In some countries (such as India and Sri Lanka) some people sell their kidneys as a source of income. Invariably, these donors sell a kidney out of financial desperation and post-surgery are often treated poorly by the transplanting hospital.4 In New Zealand it is illegal to buy or sell organs for transplant. Nevertheless, this option is sometimes raised by people. In such cases, they are actively discouraged from going overseas to receive a kidney transplant. This is to try and reduce the demand in the organ market and to provide protection for donors who are driven by desperate circumstances to sell.5

Conclusion

Kidney transplantation is part of the wider treatment of kidney disease and offers a recipient the best chance of a better health outcome.

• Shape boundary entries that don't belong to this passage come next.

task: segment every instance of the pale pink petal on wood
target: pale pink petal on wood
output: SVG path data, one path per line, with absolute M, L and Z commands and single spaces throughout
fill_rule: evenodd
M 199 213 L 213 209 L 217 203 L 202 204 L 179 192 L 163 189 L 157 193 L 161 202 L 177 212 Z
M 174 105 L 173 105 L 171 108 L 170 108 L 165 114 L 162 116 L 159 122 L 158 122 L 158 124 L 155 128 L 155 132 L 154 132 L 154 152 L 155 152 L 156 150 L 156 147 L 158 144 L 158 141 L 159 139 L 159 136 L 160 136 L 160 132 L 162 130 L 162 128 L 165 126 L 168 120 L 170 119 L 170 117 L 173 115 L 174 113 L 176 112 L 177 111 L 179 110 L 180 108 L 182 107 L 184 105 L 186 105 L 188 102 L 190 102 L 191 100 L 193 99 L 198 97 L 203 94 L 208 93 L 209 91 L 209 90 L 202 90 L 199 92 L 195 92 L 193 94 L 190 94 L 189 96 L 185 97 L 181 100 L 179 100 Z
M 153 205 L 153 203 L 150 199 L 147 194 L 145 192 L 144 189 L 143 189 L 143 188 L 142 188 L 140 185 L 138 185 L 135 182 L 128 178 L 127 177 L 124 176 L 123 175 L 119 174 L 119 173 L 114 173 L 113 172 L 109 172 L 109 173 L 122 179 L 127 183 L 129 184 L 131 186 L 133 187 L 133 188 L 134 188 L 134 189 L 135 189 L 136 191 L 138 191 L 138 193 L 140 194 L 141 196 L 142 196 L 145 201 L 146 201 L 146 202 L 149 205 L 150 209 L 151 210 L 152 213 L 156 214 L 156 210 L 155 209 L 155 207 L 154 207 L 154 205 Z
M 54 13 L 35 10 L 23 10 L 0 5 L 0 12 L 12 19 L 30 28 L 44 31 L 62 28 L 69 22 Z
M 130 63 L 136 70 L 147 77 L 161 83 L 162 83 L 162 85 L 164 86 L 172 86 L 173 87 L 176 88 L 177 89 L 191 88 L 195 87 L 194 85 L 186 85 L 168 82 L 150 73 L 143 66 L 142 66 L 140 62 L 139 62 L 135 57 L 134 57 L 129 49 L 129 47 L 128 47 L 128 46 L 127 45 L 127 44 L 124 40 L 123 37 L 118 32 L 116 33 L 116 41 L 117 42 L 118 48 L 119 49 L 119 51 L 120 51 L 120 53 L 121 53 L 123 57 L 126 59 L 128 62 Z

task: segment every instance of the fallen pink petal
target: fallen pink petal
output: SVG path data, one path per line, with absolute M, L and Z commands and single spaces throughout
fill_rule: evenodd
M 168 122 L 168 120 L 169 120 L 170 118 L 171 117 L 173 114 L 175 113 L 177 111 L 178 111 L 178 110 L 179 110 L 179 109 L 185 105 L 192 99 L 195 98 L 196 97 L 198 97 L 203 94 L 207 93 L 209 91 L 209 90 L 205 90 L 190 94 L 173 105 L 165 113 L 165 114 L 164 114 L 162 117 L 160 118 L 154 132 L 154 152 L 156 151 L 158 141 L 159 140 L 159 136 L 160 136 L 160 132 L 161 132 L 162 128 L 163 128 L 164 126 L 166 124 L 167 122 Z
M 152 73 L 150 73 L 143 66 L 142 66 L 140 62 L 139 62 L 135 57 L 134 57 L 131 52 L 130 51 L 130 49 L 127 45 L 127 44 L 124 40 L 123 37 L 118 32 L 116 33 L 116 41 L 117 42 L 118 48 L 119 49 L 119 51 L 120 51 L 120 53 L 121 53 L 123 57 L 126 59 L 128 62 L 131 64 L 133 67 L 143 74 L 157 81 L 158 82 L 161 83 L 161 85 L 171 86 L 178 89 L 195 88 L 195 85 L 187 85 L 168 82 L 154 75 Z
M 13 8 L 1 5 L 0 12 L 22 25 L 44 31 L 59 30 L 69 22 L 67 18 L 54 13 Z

Kidney transplantation relies on brave and noble people to be donors – either after dying or as a live donor. Donors and their families are motivated by a strong desire to help someone in need.

For live donors, the desire to help someone and to improve the life of the recipient outweighs the short and long-term risks to their own health. Families of deceased donors often gain some comfort from the knowledge that the death of their loved one has given life to other people.

Tony Stephens is a Registered Nurse and works as Donor Liaison Coordinator in the Renal Department at Capital and Coast DHB.

Endnotes

  1. http://www.donor.co.nz/facts-and-myths/faqs/
  2. http://www.donor.co.nz/facts-and-myths/statistics/
  3. Reese, P, Boudville, N, Garg, A. (2015). Living kidney donation: outcomes, ethics and uncertainty. The Lancet. Vol 385, May 16: 2003-13
  4. Matas, A. (2012). Incentives for organ donation: proposed standards for an internationally acceptable system. American Journal of Transplantation. Vol 12(2): 306-12.